A3: China is our largest sales market, which is 57.2 percent of group sales in 2021, and we have benefited from China's continued strong growth in 2021. In doing so, we have focused on ensuring our activities are sustainable. Together with our Chinese partners, our shared commitment to delivering sustainable economic growth puts Rio Tinto in a strong position to supply more required minerals and mining products into the Chinese market on its journey of decarbonization.
A4: COVID-19 and geopolitical tensions have posed severe challenges to the global supply chains. But by working with our partners in China and globally, we have been able to strengthen the resilience of our global supply chain.

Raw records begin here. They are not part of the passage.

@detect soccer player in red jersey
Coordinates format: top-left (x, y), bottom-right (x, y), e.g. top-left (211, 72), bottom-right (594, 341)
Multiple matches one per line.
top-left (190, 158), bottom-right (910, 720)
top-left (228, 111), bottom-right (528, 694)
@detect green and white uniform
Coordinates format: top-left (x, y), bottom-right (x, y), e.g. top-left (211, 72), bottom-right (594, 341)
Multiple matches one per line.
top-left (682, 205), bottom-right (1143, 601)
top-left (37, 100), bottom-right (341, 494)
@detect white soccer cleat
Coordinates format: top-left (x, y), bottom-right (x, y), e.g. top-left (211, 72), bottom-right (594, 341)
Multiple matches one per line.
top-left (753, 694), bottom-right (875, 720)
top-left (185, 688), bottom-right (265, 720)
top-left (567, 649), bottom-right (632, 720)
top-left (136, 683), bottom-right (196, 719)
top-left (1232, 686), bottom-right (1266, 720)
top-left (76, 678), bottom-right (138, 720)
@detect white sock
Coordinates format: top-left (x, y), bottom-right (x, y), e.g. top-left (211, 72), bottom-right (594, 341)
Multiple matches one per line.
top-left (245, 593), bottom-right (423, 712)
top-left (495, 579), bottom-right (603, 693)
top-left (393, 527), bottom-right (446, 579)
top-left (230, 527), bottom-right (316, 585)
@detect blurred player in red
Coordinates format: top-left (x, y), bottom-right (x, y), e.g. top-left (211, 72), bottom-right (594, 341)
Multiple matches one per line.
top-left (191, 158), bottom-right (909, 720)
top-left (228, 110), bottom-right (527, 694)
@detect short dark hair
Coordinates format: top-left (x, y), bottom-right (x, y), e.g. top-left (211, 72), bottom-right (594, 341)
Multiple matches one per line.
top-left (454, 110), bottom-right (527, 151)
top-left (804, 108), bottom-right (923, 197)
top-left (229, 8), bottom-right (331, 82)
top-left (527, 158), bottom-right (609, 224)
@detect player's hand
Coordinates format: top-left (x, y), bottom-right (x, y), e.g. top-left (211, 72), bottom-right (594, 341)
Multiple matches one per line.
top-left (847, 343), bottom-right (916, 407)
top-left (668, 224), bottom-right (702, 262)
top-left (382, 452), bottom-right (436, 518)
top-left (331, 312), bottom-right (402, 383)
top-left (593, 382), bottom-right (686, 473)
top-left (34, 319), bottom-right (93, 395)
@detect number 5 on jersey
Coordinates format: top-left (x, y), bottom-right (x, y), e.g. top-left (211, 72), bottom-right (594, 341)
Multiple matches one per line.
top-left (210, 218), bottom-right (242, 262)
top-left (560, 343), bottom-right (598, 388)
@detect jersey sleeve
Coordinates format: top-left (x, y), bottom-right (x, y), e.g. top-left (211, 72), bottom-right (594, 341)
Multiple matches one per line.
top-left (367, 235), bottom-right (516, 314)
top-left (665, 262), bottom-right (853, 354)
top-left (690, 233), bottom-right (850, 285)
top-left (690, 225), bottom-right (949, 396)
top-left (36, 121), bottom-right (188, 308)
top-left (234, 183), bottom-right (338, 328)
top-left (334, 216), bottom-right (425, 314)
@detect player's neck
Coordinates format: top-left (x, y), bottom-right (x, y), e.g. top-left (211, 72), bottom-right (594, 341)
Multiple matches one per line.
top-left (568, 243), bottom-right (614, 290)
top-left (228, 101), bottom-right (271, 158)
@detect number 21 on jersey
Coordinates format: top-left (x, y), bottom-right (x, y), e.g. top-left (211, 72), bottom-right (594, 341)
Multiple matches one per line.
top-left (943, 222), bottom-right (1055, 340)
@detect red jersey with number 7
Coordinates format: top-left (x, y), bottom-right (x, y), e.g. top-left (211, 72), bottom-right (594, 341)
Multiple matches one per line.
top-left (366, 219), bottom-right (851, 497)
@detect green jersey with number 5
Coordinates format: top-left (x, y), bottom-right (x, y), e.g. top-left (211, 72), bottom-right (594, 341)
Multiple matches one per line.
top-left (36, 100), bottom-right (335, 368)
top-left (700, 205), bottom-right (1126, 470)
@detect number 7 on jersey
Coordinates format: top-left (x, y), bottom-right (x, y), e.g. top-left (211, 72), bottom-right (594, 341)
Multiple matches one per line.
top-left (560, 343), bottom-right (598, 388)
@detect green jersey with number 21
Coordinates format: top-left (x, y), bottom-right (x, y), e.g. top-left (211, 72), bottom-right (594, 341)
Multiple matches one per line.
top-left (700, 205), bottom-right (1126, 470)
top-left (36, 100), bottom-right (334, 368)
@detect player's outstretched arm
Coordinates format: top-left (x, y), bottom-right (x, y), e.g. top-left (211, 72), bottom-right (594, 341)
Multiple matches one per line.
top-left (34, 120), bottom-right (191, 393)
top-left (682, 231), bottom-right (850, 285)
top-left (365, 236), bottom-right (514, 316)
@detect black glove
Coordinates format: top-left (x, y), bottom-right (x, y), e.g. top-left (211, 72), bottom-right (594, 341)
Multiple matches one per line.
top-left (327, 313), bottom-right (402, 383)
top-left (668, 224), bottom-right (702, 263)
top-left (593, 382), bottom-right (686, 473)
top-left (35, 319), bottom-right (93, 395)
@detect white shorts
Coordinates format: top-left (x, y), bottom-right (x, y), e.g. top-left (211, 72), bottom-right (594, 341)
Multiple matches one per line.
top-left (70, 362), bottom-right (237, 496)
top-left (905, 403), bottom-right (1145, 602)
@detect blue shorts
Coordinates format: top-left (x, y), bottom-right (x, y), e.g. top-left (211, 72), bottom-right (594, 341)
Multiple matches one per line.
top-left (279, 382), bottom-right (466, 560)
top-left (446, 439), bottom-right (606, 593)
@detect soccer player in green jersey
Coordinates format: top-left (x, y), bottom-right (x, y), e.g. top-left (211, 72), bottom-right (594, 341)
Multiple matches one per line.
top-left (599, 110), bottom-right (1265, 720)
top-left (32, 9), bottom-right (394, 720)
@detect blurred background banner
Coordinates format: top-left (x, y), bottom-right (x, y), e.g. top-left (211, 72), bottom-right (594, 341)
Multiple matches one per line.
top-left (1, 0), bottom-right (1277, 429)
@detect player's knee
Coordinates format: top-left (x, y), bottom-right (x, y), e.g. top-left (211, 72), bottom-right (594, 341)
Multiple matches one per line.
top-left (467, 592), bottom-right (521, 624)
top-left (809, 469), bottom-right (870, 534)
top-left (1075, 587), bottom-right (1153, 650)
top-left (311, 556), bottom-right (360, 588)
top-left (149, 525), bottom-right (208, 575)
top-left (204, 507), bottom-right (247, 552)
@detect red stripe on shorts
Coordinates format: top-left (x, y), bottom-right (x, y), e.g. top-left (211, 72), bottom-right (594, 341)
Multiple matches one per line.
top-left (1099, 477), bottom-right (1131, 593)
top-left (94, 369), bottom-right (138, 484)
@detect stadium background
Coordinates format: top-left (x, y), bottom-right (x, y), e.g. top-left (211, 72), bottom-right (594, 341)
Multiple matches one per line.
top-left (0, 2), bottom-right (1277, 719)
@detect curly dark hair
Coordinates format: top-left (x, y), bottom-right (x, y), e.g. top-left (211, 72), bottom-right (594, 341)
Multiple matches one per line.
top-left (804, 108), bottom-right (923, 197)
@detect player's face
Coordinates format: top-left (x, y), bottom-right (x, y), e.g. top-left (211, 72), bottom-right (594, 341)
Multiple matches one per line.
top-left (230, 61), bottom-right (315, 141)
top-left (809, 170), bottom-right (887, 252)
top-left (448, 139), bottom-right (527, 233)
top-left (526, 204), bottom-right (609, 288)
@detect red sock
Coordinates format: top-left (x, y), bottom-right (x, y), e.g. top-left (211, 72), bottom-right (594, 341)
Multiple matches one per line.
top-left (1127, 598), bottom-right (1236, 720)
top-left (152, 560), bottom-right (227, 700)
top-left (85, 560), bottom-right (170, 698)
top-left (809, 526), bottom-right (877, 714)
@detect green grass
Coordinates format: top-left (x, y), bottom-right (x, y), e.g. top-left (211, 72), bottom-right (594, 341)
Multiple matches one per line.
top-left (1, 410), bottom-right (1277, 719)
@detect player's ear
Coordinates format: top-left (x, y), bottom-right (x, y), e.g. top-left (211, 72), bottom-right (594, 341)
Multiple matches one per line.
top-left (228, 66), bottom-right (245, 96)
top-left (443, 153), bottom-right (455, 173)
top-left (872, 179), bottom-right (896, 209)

We will continue to progress our strategic partnerships with Chinese stakeholders through the joint development of overseas mineral resources, technical collaboration and talent exchanges.
A good example is the Simandou Iron Ore project in Guinea, one of Rio Tinto's largest growth projects that we are looking to bring to market with our joint venture partners Chinalco and Baowu, as well as the Government of Guinea, and where we have been pursuing technical optimization work with the support of China-based institutions and partners.
A5: There is no doubt we witnessed rapid inflation globally in the last quarter. Whilst some businesses will find interest rate increases challenging as access to cheap borrowing dries up, Rio Tinto's balance sheet is in a strong position. We see our China operations being relatively stable this year, reflective of anticipated commodity demand.